LAWRENCE — Oil production in Kansas rose and natural gas production dropped in 2010 as crude oil prices increased and gas prices remained weak, according to estimates from the Kansas Geological Survey at the University of Kansas.
Kansas oil production rose 2 percent between 2009 and 2010, from 39.5 million barrels in 2009 to 40.5 million barrels. Because of increases in crude oil prices, the value of the state’s production increased 28 percent, from an estimated $2.02 billion to $2.79 billion.
While natural gas production was down 8 percent from nearly 360 billion cubic feet (bcf) in 2009 to 332 bcf in 2010, the cumulative value of natural gas produced in the state declined just 4 percent, from $1.38 billion in 2009 to $1.33 billion in 2010. That’s because the average price of gas rose from $3.71 to $4.16 per thousand cubic feet (mcf).
“Renewed activity in oil production is driven by higher oil prices, which rose from around $20 per barrel in 2000 to current levels near $100,” said Survey geologist Lynn Watney. “In contrast, lower natural gas prices since mid-2008 have resulted in fewer wells drilled and production declines in many of the state’s mature gas fields.”
The price hikes for oil have led to more drilling and use of developing technologies, such as three-dimensional seismic imaging, in search of new oil fields and new drilling locations in existing fields.
A recent increase in the use of a new generation of horizontal drilling and completion technologies should extend the positive trend in oil production for years to come, Watney said.
“Oil production in Kansas has been increasing since 2003, reversing a long period of decline,” he said. “The number of producing oil wells and the success rates of drilling have steadily increased over the past decade, attesting to the vitality of the industry.”
Counties with increased oil production in 2010 range from the mature producing areas of central and south-central Kansas, including Ellis, Barton and Barber counties, to areas undergoing active exploration such as in Logan and Gove counties in northwestern Kansas.
Ellis County, which produced an estimated 3.3 million barrels of oil, continued to be the top producer, followed by Barton, Rooks, Haskell, Russell, Ness, Barber, Finney, Graham and Stafford counties.
The greatest amount of natural gas in Kansas is produced from the expansive Hugoton Gas Area in the southwest. Although production there has decreased, that decline slowed in recent years after regulations allowing closer spacing of wells were enacted.

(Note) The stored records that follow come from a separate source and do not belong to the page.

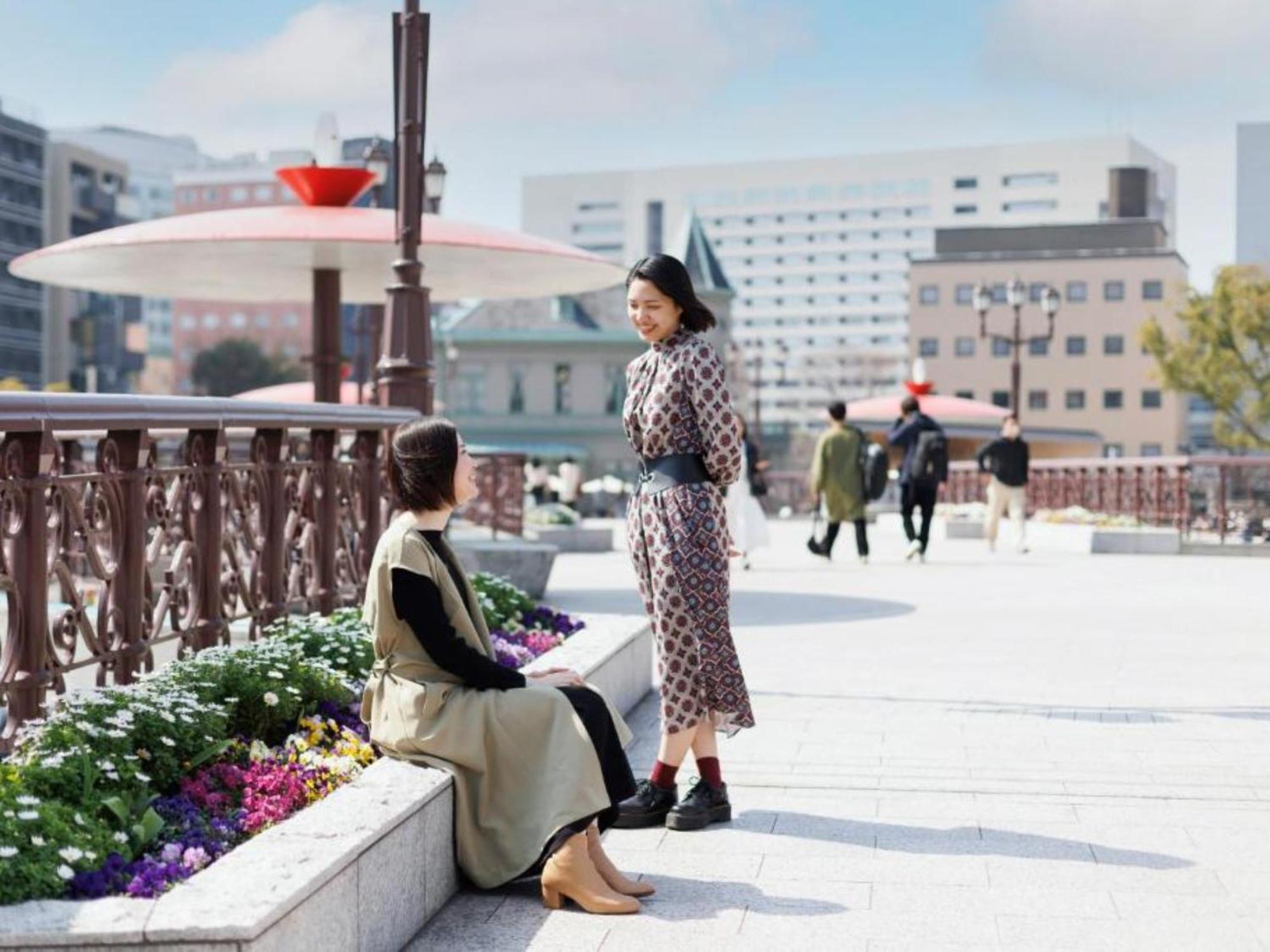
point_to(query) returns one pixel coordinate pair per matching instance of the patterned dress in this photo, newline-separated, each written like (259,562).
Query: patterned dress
(678,403)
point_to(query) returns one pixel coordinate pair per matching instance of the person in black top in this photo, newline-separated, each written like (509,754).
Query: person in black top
(914,492)
(1005,460)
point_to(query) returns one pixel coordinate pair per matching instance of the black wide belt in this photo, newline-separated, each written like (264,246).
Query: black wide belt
(675,470)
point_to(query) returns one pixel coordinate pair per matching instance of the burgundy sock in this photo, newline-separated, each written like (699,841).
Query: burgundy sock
(709,770)
(664,776)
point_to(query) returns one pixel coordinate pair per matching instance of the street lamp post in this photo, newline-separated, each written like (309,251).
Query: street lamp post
(1017,294)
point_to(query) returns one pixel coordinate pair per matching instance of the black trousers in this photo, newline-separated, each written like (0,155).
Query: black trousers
(916,496)
(617,770)
(831,536)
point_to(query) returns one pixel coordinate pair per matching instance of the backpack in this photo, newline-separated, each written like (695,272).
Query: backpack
(930,459)
(877,466)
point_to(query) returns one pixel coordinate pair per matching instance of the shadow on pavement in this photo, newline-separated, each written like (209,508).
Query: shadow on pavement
(965,841)
(749,609)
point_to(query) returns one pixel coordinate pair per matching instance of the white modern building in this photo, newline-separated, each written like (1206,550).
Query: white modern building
(1253,194)
(819,249)
(153,162)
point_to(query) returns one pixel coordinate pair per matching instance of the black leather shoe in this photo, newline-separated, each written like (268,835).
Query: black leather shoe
(703,807)
(648,808)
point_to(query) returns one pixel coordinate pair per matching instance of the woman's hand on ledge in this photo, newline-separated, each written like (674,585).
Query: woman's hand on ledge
(557,678)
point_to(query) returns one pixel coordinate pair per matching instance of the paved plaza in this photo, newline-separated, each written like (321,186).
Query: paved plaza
(982,752)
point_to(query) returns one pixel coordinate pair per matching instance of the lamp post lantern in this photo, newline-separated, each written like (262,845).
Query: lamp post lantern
(1017,295)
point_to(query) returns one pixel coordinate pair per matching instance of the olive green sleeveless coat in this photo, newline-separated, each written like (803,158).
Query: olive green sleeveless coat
(523,761)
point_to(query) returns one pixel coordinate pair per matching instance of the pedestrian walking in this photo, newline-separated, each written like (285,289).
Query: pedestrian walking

“Following the permit of targeted infill drilling, new wells have exploited untapped zones of the giant reservoir that still contain gas of sufficient pressure,” Watney said. “In 2010, some 138 bcf, or about 378 million cubic feet per day, were produced from 7,684 wells in the Hugoton.”
Lower prices, however, discourage development and application of new technologies needed to better exploit the remaining gas in older fields, he said.
Natural gas production in the coal beds of southeast Kansas became profitable starting in the early 2000s and initially helped offset declines in Hugoton production. However, production of coalbed natural gas, also called coalbed methane (CBM), is now falling as production from existing wells declines naturally and few new wells are drilled.
“The peak year for drilling CBM wells in Kansas was 2006 when 1,598 wells were drilled, but in 2010 only about 30 wells were drilled,” said Survey geologist Dave Newell. “Since 2008, when CBM production peaked in the state, the price of natural gas tumbled from approximately $14 per mcf down to $4 per mcf and drilling has been on hold for additional CBM reserves in southeastern Kansas.”
An exception to the trend of slowing natural gas production in Kansas is found in Barber County, where drilling has increased since the early 1990s in the Mississippian chert fields.
Despite declines in southwest Kansas production, eight of the top 10 gas-producing counties in 2010 were in the Hugoton Gas Area. The others were Barber County in south-central Kansas and Neosho in the southeast.
Stevens County, which produced an estimated 48.8 mcf of natural gas in 2010, was the top producer, followed by Grant, Kearny, Haskell, Morton, Finney, Barber, Seward, Neosho and Stanton counties.